RE: Page Security Score proposal

Johnathan,
 
There is admittedly some arbitrariness to the weights I used in my
scoring formula, but I think if you play with it you'll start to see the
aggregate scores move up and down in a more or less reasonable way,
especially considering this was only a straw man formula designed to
enable discussion.  (Without an actual example formula I was concerned
this proposal would be too abstract for people to fully understand.)
 
Your point about brittleness is well taken.  I agree the scoring formula
will have to adapt occasionally to changing technologies as new security
indicators become available, etc.
 
I sympathize with your preference to keep all the SCIs separate rather
than aggregating them to a single gauge.  I'm not proposing the
individual secondary SCIs shouldn't be available to IT security savvy
users like you & me.  But I don't accept the premise that ordinary users
can make sense of them (much less sound risk decisions).
 
A detailed "hi fi" SCI is obviously superior for those who have the
training & expertise to use it.  But for everyone else a simple "lo fi"
SCI is better than none at all.
 
So the fundamental questions seem to be:
 - Are the many security & risk context indicators we've identified
(PageSecurityInfo) usable in raw form by typical web users?
 - If not, should agents attempt to distill them down to something
simple and intuitive -- even if it's low fidelity?
 
My own answers would be No and Yes, respectively.
 
Thanks for your thoughtful comments.  Mike

  _____  

From: Johnathan Nightingale [mailto:johnath@mozilla.com] 
Sent: Friday, June 15, 2007 10:40 AM
To: Mary Ellen Zurko
Cc: McCormick, Mike; public-wsc-wg@w3.org
Subject: Re: Page Security Score proposal


On 15-Jun-07, at 10:16 AM, Mary Ellen Zurko wrote:


	I believe we're likely to achieve concensus that there should be
some primary SCI display (there are accessibility and device
size/characteristics to be accounted for orthogonally, as well as the
multicultural aspect raised by Bruno/ANEC; I assume those and do not
explicitly address them here). To the extent there is a primary SCI
display, it will have to have some sort of levels or gradations (on/off,
3 levels as in "what is a secure page", 4 levels as this proposal
suggests, 99 levels/gradations as this proposal also suggests). No one
seems to be proposing something with no levels as a primary SCI (that is
currently relegated to secondary SCI in PageInfo, and rightly so in my
opinion).
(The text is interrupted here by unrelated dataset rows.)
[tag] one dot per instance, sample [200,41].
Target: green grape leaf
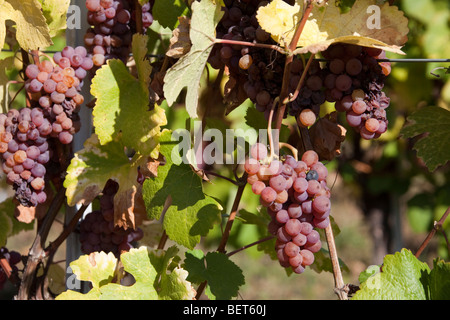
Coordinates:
[158,39]
[9,225]
[98,268]
[384,27]
[401,278]
[139,49]
[438,281]
[155,276]
[370,271]
[434,124]
[189,215]
[5,227]
[122,107]
[94,165]
[166,12]
[32,29]
[5,64]
[187,71]
[224,277]
[55,12]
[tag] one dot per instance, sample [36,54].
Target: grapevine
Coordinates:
[166,183]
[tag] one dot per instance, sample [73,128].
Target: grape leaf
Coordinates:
[434,146]
[97,268]
[224,277]
[180,43]
[401,278]
[139,49]
[326,25]
[155,276]
[168,11]
[32,29]
[5,64]
[93,166]
[187,71]
[9,225]
[122,107]
[191,213]
[159,38]
[5,227]
[438,281]
[55,12]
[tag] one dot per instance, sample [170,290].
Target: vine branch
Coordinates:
[287,66]
[437,226]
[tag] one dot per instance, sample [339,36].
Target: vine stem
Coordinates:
[437,226]
[251,44]
[164,236]
[250,245]
[287,66]
[226,232]
[339,285]
[67,230]
[234,210]
[37,253]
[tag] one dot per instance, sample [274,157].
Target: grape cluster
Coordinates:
[56,88]
[97,229]
[297,198]
[353,78]
[258,71]
[25,152]
[354,81]
[112,28]
[25,134]
[306,107]
[13,258]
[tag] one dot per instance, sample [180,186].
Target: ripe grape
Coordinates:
[301,205]
[97,229]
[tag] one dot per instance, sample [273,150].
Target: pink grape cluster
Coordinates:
[97,229]
[54,89]
[112,28]
[354,81]
[297,198]
[25,152]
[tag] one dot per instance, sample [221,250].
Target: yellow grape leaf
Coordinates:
[366,24]
[55,12]
[32,29]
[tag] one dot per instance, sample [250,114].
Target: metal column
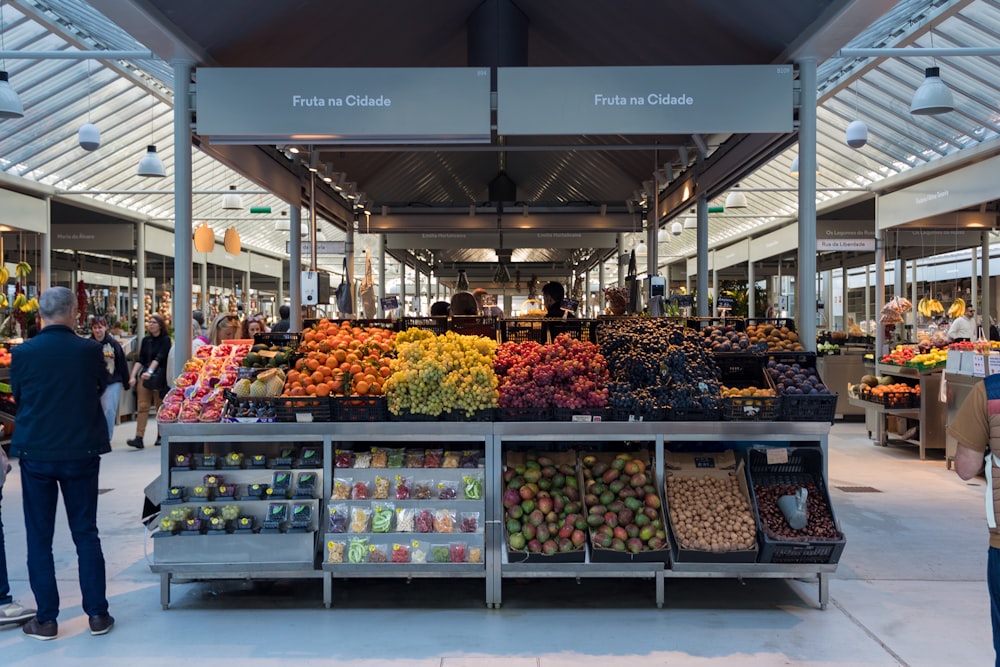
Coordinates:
[805,289]
[295,267]
[183,212]
[702,242]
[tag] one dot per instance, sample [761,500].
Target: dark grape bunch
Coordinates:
[795,379]
[657,363]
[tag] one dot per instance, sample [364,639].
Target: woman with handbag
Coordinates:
[149,374]
[117,367]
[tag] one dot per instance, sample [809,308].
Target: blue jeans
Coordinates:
[109,405]
[5,596]
[41,482]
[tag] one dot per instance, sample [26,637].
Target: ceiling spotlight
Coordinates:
[856,134]
[933,96]
[691,222]
[736,198]
[10,103]
[231,200]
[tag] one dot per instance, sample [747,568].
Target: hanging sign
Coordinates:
[644,100]
[322,247]
[249,105]
[93,237]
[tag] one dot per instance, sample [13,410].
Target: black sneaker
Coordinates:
[102,624]
[43,630]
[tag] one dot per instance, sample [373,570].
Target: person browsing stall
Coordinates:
[119,378]
[963,328]
[57,379]
[150,368]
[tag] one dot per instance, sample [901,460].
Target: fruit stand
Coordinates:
[302,554]
[372,453]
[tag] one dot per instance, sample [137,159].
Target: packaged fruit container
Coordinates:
[624,509]
[696,485]
[542,500]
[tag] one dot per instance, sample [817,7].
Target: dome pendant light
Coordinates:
[736,198]
[856,134]
[151,164]
[231,200]
[10,103]
[89,137]
[933,96]
[204,238]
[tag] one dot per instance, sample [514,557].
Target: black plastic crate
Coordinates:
[520,331]
[289,338]
[303,408]
[524,414]
[694,414]
[580,414]
[578,328]
[438,325]
[359,408]
[655,415]
[484,415]
[803,407]
[475,325]
[407,416]
[804,465]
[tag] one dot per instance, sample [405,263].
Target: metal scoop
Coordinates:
[794,508]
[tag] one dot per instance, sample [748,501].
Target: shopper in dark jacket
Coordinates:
[57,379]
[118,376]
[151,364]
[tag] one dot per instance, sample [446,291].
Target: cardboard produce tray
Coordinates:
[804,465]
[600,554]
[720,465]
[568,457]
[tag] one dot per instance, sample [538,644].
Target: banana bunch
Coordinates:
[930,307]
[957,309]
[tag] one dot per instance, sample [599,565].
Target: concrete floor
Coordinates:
[910,590]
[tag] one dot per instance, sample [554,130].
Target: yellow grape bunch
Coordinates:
[434,373]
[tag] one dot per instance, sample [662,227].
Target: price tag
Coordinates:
[777,455]
[979,366]
[994,364]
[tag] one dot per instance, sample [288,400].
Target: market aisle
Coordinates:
[910,590]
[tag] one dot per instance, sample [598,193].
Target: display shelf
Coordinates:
[218,560]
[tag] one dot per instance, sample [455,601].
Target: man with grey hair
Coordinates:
[57,379]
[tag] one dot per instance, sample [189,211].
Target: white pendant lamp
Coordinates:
[89,137]
[10,103]
[856,134]
[736,198]
[151,164]
[933,96]
[231,200]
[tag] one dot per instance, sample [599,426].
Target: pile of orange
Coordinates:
[340,359]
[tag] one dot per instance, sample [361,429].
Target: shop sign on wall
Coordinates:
[93,237]
[644,100]
[345,105]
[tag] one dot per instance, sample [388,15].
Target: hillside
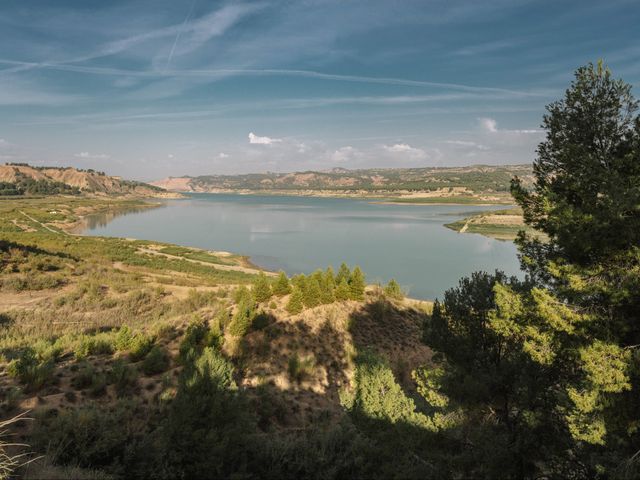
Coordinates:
[99,338]
[21,179]
[481,183]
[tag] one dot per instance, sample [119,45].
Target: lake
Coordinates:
[300,234]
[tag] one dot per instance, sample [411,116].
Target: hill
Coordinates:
[23,179]
[480,183]
[99,338]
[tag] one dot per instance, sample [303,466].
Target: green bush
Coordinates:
[241,320]
[295,304]
[84,376]
[192,341]
[282,286]
[299,368]
[141,345]
[156,361]
[91,436]
[30,370]
[124,377]
[393,290]
[261,288]
[98,344]
[342,290]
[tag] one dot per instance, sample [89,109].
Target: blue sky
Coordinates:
[146,89]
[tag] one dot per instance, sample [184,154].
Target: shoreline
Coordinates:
[373,199]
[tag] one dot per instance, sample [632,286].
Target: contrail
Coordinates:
[175,42]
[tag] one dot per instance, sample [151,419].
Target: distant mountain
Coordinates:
[23,179]
[455,181]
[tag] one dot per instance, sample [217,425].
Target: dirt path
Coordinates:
[39,223]
[215,266]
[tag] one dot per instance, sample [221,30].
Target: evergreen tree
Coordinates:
[312,292]
[549,366]
[356,284]
[343,273]
[393,290]
[282,286]
[327,286]
[295,304]
[342,291]
[261,288]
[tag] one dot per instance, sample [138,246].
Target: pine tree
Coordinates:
[312,293]
[295,304]
[356,284]
[261,288]
[562,344]
[328,286]
[343,273]
[342,291]
[393,290]
[282,286]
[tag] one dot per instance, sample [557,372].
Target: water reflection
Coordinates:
[301,234]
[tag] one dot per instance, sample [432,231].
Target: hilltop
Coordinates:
[472,184]
[23,179]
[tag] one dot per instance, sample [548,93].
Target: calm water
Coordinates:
[408,242]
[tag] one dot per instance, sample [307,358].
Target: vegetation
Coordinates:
[171,370]
[472,185]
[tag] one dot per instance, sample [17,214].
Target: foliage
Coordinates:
[282,286]
[356,284]
[393,290]
[261,288]
[295,304]
[124,377]
[299,368]
[31,369]
[156,361]
[342,290]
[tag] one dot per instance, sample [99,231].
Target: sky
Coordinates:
[151,88]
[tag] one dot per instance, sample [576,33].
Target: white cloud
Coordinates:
[256,140]
[405,149]
[92,156]
[489,125]
[345,154]
[467,144]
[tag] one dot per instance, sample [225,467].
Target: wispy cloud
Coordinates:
[248,72]
[406,149]
[92,156]
[256,140]
[490,125]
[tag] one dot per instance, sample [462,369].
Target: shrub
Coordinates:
[124,377]
[192,341]
[157,361]
[282,286]
[141,345]
[84,376]
[312,292]
[393,290]
[30,370]
[300,368]
[356,284]
[90,436]
[295,304]
[261,288]
[342,290]
[262,320]
[242,319]
[99,344]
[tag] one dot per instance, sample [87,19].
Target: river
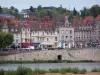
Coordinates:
[47,66]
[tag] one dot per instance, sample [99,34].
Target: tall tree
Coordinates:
[32,9]
[74,12]
[0,9]
[6,39]
[39,8]
[43,13]
[95,10]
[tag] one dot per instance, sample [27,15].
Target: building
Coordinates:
[66,35]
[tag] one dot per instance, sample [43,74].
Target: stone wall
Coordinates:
[85,54]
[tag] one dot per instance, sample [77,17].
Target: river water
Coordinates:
[47,66]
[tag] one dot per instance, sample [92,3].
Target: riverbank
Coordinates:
[89,73]
[47,61]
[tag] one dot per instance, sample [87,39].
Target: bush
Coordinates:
[2,72]
[39,71]
[83,71]
[54,71]
[75,70]
[23,71]
[95,70]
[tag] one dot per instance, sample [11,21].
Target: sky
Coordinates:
[69,4]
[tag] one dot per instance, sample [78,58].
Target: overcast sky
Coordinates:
[69,4]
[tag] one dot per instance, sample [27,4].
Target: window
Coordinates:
[28,29]
[55,38]
[62,37]
[66,37]
[47,33]
[62,31]
[47,39]
[70,36]
[16,30]
[23,29]
[51,33]
[66,31]
[43,33]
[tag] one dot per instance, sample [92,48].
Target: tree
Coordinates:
[6,39]
[0,9]
[43,13]
[39,8]
[74,12]
[95,10]
[32,9]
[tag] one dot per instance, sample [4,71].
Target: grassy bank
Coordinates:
[45,61]
[29,71]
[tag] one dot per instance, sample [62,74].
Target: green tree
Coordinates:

We discussed the issue of medium/high risk situations that are
pure display (no input) during one of the lightening discussions I led,
and there seemed to be concensus that there would be pure display use
cases of medium/high risk data, which also points towards concensus
around a primary SCI display. Now would be the time for any participant
to indicate that we did not have concensus on the need for
recommendations around a primary display of SCI which reflects some
level or gradation of security that is meant to be usable for trust
decisions. 


So, as a meta point, it seems wrong to me to assume silence on the wire
vis-a-vis email discussion of a proposal constitutes consensus.  I don't
think that's what you were doing here Mez, because as you mentioned,
some of this has been discussed in lightning discussion (though I think
not one I was around for - my bad) but I just wanted to throw it out
there.  I know that when running a workgroup like this, and going
through periods of frustrating silence, declaring consensus can be a
good way of stirring people to action, but I would think that for
Pass/Fail on individual recommendations, it might get us into a
situation where people withdraw because things made it quietly into the
recs that they don't believe in.  I think the approach you began on the
last call, where we dive into a specific recommendation for more detail,
and presumably where that culminates in people discussing whether it
should be in the recs Yes or No, is a better way to go.  </meta>

This is me indicating that we do not have consensus on the need for
recommendations around a primary display of SCI which reflects some
level of gradation of security that is meant to be usable for trust
decisions.  :)

During lightning discussions, I obviously didn't want to throw up a
bunch of stop energy, but I think that trying to aggregate a
multi-dimensional space of indicators into a single number/letter/colour
is (with apologies to Yngve and Opera's multi-level padlock) the wrong
way to go.  Or at very least, I'm not yet convinced it's the right way -
I'm not shutting the door.

First of all, there's a fundamental arbitrariness to the numbers, as I
see it.  I know Mike meant his proposal to be a launching off point, so
I don't want to start a whole debate about the math, but there's
something intrinsically confusing about the fact that "user has visited
this page in the past" is worth the same number of points as "SSLv1" and
that using a local HOSTS file + visiting this page in the past is worth
the same as a non-AES/3DES cipher suite.  What's odd isn't the numbers,
or even the equivalencies, it's that these comparisons are just
category-errors-all-over-the-place.  Even if it were meaningful to
compare choice-of-cipher-suite to history data point for point, I don't
think we can have any real confidence that those ratios are fixed from
user to user.

I also don't know how users are supposed to make decisions based on this
kind of thing.  Yes, the rec says that they should be able to see the
equation, but if the idea is to have an at a glance indicator, how does
it help them make better trust decisions?  Should they shop at a 65?
Should they only give their SSN to a 90?  The numbers are opaque and in
some cases totally misleading.  A site you've been to before, using
proper SSL is basically fine, will have different numbers for different
people depending on things like whether they've bookmarked it.  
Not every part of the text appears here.